RAB’BİN ANTLAŞMA SANDIĞININ YOLCULUĞU

Samuel kitapları, Şilo’daki tapınma çadırındaki En Kutsal Yer’de kalması gereken altından yapılmış “Rab’bin Antlaşma Sandığı”nın üzücü yolculuklarının bir tarihçesini de içerir. Kendilerini Filistinliler tarafından yenilmiş bulan İsrail’in ihtiyarları, İsrail küçük Ay şehri tarafından yenildiğinde Yeşu’nun yaptığı gibi tövbe edip Tanrı’yı aramak yerine (Yşu.7:6-9), “aralarına geldiğinde onları düşmanlarının elinden kurtarsın” umuduyla Antlaşma Sandığı’nı savaş alanına getirmek gibi parlak bir fikre kapılırlar (1Sa.4:1-3).

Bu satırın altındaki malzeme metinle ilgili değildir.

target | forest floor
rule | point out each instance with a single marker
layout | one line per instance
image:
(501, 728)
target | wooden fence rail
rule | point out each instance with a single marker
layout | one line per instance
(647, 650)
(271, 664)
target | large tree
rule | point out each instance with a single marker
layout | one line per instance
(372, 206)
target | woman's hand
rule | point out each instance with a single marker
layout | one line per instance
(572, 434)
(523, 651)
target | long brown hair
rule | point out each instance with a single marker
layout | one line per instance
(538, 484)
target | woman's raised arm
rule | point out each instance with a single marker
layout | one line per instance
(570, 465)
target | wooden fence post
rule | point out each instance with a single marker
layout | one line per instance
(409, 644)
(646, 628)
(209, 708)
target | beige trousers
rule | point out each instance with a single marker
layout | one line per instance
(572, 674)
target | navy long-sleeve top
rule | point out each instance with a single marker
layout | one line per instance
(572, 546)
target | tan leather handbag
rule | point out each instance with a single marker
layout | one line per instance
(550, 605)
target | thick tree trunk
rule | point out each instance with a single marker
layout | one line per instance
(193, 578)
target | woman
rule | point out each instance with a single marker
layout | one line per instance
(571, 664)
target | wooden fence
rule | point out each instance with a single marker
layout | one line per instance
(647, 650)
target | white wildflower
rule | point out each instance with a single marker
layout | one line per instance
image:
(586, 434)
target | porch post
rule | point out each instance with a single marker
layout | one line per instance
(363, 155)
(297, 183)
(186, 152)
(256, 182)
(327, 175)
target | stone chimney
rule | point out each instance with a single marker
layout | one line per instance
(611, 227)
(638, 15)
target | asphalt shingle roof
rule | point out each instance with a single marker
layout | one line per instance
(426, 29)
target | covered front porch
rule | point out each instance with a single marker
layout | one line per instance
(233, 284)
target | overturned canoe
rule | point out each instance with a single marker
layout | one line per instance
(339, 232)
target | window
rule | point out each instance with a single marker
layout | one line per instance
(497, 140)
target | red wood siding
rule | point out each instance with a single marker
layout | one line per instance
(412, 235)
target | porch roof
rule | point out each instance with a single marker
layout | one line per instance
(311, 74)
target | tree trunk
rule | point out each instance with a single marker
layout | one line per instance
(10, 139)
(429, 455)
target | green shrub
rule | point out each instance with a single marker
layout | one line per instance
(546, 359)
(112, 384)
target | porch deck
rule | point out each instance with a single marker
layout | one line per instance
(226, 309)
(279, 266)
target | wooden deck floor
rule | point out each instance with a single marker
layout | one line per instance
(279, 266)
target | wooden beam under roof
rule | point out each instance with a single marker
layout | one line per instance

Ama Tanrı kullanılmaz ve hafife alınmaz. 1.Samuel 4’ün geri kalan kısmı, “Yüceliğin İsrail’den ayrılışını” kaydeder (4:22). Filistinliler savaşta Antlaşma Sandığı’nı ele geçirip onu başkentlerine götürürler, ama İsrail’in Tanrısı’nın kendilerine karşı savaşmaya başladığını görünce korkuya kapılırlar. Tapınaklarında Antlaşma Sandığı’nı tanrıları Dagon’un yanına koyduklarında, çok geçmeden Dagon’u Antlaşma Sandığı’nın önünde yere kapanmış bir şekilde, taştan yapılmış başı ve elleri eşikte kırılmış olarak bulurlar. Tanrı’nın laneti, putperest Filistinliler’e öylesine belalar getirir ki, çok geçmeden Antlaşma Sandığı’nı İsrail’e geri yollarlar (1Sa.5–6). Antlaşma Sandığı burada, yirmi yıl boyunca Abinadab adlı bir adamın evinde kalır. Sonunda Davut, Tanrı’nın sandığını, “Davut’un şehrine” zafer içinde getirerek ruhsal konuların ihmal edildiği bu üzücü dönemi sona erdirir (1Sa.4:1 – 7:2; 2Sa.6:6-11). Bu, “keruvlar arasında taht kuran Her Şeye Egemen RAB’bin” bizzat yeni krallıkla birlikte olacağının güvencesi olur (6:2). Bu durum aynı zamanda Davut’un yaşamındaki en önemli olay için de sahneyi hazırlamıştır.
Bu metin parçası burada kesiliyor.